[pgpool-general: 7683] Re: Failover question
Bo Peng
pengbo at sraoss.co.jp
Fri Sep 3 11:24:22 JST 2021
> I found the issue /bin/ip did not have the sticky set on node3. After setting the sticky bit on /bin/ip the failover on node3 is working
>
> root at pgtest-03:~# ll /bin/ip
> -rwxr-xr-x 1 root root 611960 Feb 13 2020 /bin/ip*
> root at pgtest-03:~# chmod u=rwxs,g=rx,o=rx /bin/ip
> root at pgtest-03:~# ll /bin/ip
> -rwsr-xr-x 1 root root 611960 Feb 13 2020 /bin/ip*
Great!
You need to set sticky bit on /bin/ip command.

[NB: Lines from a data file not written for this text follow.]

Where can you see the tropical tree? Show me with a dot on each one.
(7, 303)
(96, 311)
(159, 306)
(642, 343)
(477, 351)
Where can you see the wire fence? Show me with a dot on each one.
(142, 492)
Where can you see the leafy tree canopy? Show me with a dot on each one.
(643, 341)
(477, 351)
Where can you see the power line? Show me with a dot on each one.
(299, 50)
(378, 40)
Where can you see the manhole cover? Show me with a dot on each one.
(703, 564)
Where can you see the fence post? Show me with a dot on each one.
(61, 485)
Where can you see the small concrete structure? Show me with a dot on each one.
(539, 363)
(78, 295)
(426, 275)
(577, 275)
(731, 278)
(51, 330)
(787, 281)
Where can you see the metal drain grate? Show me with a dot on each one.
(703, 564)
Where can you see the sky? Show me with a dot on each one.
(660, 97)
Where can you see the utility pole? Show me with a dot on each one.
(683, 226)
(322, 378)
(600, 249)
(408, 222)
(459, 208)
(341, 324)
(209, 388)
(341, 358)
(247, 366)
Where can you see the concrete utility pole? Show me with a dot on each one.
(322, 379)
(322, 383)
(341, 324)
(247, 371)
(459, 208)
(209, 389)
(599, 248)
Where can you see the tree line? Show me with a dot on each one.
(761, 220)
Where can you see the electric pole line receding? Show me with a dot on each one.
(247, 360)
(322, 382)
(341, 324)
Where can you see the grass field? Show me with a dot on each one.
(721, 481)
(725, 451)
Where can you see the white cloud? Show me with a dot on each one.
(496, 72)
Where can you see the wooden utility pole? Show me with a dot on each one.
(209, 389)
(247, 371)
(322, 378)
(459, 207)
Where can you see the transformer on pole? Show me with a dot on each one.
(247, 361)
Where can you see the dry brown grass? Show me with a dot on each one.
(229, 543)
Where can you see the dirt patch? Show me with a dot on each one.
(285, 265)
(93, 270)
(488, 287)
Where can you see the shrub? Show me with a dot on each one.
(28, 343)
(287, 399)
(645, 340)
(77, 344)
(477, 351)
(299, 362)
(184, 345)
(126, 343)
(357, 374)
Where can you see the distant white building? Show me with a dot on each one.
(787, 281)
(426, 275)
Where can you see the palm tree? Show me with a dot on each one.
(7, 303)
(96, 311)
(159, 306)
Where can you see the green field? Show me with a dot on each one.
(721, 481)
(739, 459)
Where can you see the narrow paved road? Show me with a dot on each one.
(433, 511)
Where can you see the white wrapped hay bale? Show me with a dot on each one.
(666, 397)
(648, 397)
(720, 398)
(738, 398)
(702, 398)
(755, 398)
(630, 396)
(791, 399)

> On 9/1/21, 10:54 AM, "pgpool-general on behalf of Wolf Schwurack" <pgpool-general-bounces at pgpool.net on behalf of wolf at uen.org> wrote:
>
> Hello
>
> This shows pcp_watchdog_info after node1 is added back in
> postgres at pgtest-02:~$ pcp_watchdog_info -h localhost -U wolf
> Password:
> 3 YES pgtest-02:9999 Linux pgtest-02 pgtest-02
>
> pgtest-02:9999 Linux pgtest-02 pgtest-02 9999 9000 4 LEADER
> pgtest-01:9999 Linux pgtest-01 pgtest-01 9999 9000 7 STANDBY
> pgtest-03:9999 Linux pgtest-03 pgtest-03 9999 9000 7 STANDBY
>
> Here's the pgpool.log from node3 after shutdown of pgpool on node2
> 2021-09-01 10:43:38: pid 417478: LOG: adding watchdog node "pgtest-01:9999 Linux pgtest-01" to the standby list
> 2021-09-01 10:43:38: pid 417478: LOG: quorum found
> 2021-09-01 10:43:38: pid 417478: DETAIL: starting escalation process
> 2021-09-01 10:43:38: pid 417478: LOG: escalation process started with PID:554759
> 2021-09-01 10:43:38: pid 417478: LOG: signal_user1_to_parent_with_reason(3)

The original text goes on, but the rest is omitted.